We’re seeing a shift towards a more continuous monitoring of supplier risk factors to gain a real-time view into potential problems and vulnerabilities. Rather than focusing on annual reviews of critical suppliers, or of those who have struggled in the past, procurement teams are recognizing that it’s the supplier who is seemingly doing fine that can cause havoc with little warning.
Combine a broader view of risk indicators with a deeper view of risk throughout the extended supply network. Add continuous monitoring of those multi-factor, multi-tier risk indicators, and you get an early warning system of potential or real-time disruptions that provide the ability to proactively mitigate those risks.
COVID-19 case increases triggering a port lockdown in a region full of critical suppliers – that’s an alert procurement teams want to get before materials and goods stop flowing. Geo-political unrest or a catastrophic weather event endangering a region heavily populated by raw material suppliers – the earlier that can be seen, the faster procurement can respond and find alternatives.
The Path Forward in Supply Risk Management
These are exciting and challenging times to be in procurement and supply chain. Now more than ever, supply risk management, contingency planning, and supply continuity initiatives are highly visible, critically important, and generating executive-level commitment and funding from organizations.
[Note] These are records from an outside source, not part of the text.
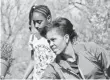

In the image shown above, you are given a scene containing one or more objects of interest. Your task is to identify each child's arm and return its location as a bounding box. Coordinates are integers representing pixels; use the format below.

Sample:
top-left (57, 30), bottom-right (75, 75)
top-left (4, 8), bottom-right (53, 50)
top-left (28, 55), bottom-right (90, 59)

top-left (23, 50), bottom-right (34, 79)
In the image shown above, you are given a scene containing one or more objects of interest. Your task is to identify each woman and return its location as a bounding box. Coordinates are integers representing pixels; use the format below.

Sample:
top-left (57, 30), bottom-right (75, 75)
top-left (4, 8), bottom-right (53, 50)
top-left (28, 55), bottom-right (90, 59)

This is leading to real, impactful changes to the ways that procurement organizations are engaging their supply network to understand, root out, and mitigate risks to their businesses. New technology solutions that provide better initial screening and ongoing monitoring of multiple risk factors across multiple tiers of the supplier network are delivering organizations with the real-time visibility they need to identify vulnerabilities and enact an early warning system to possible disruptions in their supply chains and improve supply chain management.
Predicting the future is impossible but preparing for it is not. From early indicators of on-coming chaos, to warning signs and priorities, you need to know how to spot risks in order to mitigate them.